Throughout the 1920s, it raised its capital on repeated occasions and invested in numerous companies, both in Metropolitan France and in Indochina, as well as in the New Hebrides, Djibouti, and Gabon.
It changed its name to SOFFO on 20 July 1949,[2] reflecting Giscard d'Estaing's pivot away from the French colonial empire to greater investment diversification including towards air travel and real estate.
[3] During its brief heyday in the 1920s, the SFFC commissioned two iconic buildings in Paris, both bordering the Square Louis-XVI [fr] across Boulevard Haussmann from the head office of the Banque de l'Indochine.
The first building at 51, rue d'Anjou, designed by architect Paul Fabre and completed in 1927, combines post-Haussmannian architectural codes with decorative details inspired by Southeast Asian art and especially Khmer sculpture, such as a seven-headed Nāga, Buddha's heads, and Khmer-style demons supporting balconies.
The second SFFC building at 34, rue Pasquier, was completed in 1929 on a design by architect Alex Fournier and his son Pierre in art deco style, and includes monumental bas-relief sculptures by Georges Saupique.

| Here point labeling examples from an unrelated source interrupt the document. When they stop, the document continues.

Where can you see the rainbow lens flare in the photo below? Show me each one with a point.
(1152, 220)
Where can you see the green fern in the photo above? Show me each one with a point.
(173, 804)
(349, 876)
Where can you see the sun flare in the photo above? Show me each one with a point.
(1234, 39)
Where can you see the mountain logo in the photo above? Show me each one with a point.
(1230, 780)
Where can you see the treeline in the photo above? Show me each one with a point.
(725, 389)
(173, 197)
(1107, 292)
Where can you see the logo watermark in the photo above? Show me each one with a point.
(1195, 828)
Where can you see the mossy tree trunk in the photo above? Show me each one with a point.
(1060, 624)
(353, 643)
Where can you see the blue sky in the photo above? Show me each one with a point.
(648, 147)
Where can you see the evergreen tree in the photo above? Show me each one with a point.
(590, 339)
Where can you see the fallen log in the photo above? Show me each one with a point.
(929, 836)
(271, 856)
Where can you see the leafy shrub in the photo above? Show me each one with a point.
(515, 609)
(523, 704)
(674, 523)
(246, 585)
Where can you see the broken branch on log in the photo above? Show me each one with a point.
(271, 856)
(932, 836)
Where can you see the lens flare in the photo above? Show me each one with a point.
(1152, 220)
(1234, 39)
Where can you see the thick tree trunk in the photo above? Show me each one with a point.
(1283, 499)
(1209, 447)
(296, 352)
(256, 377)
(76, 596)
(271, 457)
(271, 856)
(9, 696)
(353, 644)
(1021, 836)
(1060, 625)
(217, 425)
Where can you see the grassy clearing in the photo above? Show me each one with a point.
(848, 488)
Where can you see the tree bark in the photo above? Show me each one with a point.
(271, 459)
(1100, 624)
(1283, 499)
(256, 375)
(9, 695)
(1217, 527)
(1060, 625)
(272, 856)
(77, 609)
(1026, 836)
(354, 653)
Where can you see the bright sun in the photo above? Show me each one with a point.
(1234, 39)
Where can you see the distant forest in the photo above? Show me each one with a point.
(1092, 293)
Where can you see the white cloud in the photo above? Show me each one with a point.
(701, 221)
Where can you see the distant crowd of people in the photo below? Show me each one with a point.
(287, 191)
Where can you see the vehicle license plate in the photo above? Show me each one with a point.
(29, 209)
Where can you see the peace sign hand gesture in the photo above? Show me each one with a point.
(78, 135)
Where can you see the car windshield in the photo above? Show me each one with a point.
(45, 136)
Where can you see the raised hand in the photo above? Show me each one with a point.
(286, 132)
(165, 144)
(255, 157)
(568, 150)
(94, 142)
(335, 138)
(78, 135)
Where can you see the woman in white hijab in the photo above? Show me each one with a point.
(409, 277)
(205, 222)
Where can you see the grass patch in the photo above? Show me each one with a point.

[6] Ironically, the SFFC was a prominent exponent at the Paris Colonial Exposition in 1931, just at the time of its near-bankruptcy and financial restructuring, with a pavilion designed by architect Albert James Furiet with sculpture by Georges Saupique.
[4] The SFFC first opened an agency in Saigon in 1923, and in 1926 moved it to a building erected for that purpose on Boulevard de la Somme, now Hàm Nghi in Ho Chi Minh City.
The Haiphong branch of the SFFC was designed by architects Georges-Henri Pingusson and Paul Furiet [fr], and completed in 1928 on Boulevard Bonnal, now Công viên Tố Hữu.